A few years ago my need for personal video conferencing became serious. I have family scattered around the world, and I wanted them to see my newborn son. It was around this same time that Apple announced iSight/iChat (their video conferencing solution for personal computers). Further coincidence around that time was AOL and Apple agreed to allow AIM and iChat accounts to interact, and not only that, the video capabilities (codec interop) of each would integrate. So, I bought an iSight camera, and my brother in California bought a webcam for his windows laptop. After some configuration, on his end, we were able to get things up and running; he was able to see me and my family on a more regular basis; hurray!
Not long after that I sent my cousin in Kauai an iSight (he has an eMac). After zero configuration, we were able to see eachother's families on a more regular basis; hurray!

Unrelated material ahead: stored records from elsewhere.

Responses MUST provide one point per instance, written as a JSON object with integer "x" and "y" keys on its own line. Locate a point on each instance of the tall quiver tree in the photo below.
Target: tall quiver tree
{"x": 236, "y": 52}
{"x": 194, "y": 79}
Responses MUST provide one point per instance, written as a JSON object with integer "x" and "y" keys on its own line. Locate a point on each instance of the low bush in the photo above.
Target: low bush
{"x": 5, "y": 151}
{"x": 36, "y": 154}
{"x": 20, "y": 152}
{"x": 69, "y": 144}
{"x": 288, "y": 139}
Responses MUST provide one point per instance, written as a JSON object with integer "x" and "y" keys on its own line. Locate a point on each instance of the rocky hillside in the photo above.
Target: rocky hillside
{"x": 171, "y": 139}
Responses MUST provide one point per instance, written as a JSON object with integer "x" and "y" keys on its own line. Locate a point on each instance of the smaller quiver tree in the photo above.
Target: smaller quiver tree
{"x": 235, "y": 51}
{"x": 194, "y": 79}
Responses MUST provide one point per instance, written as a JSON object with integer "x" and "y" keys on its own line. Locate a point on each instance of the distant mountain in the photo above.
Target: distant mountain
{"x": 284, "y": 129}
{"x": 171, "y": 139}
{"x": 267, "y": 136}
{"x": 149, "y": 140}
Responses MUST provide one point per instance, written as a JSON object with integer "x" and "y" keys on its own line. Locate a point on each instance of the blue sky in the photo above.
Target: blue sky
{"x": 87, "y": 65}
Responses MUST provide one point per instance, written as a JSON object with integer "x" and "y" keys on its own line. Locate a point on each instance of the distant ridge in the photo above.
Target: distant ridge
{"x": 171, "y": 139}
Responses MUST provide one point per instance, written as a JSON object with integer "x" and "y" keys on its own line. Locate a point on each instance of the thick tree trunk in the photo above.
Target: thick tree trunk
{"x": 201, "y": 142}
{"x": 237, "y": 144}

Apple's peripheral, end-to-end "plug and play" model has always been more useful than wintel solutions, and that reality played out yet again over the weekend. My brother just changed employers, and subsequently his laptop configuration changed. We tried setting up his webcam on his new wintel laptop, and we struggled each step of the way. He didn't have an AIM client installed yet, we couldn't find the right one that works with video conferencing, and once we though we had, still no dice. A few months ago he'd bought an iBook, so I sent him an iSight so we could just see each-other, and stop messing around with devices. Once it arrived at his house, I called him and asked if we could video conference, at which point he sighed and reluctantly agreed to try to set it up. I said you just had to plug it in, give it your account name, and you're done; he laughed out loud at the prospect of it being so simple. Sure enough, a few minutes later, with zero assistance from me, we were live on video.
This blog is starting to feel like an Apple advertisement; I'll back off of these kinds of posts; sorry.
Walt Mossberg gets it: "In Our Post-PC Era, Apple's Device Model Beats the PC Way."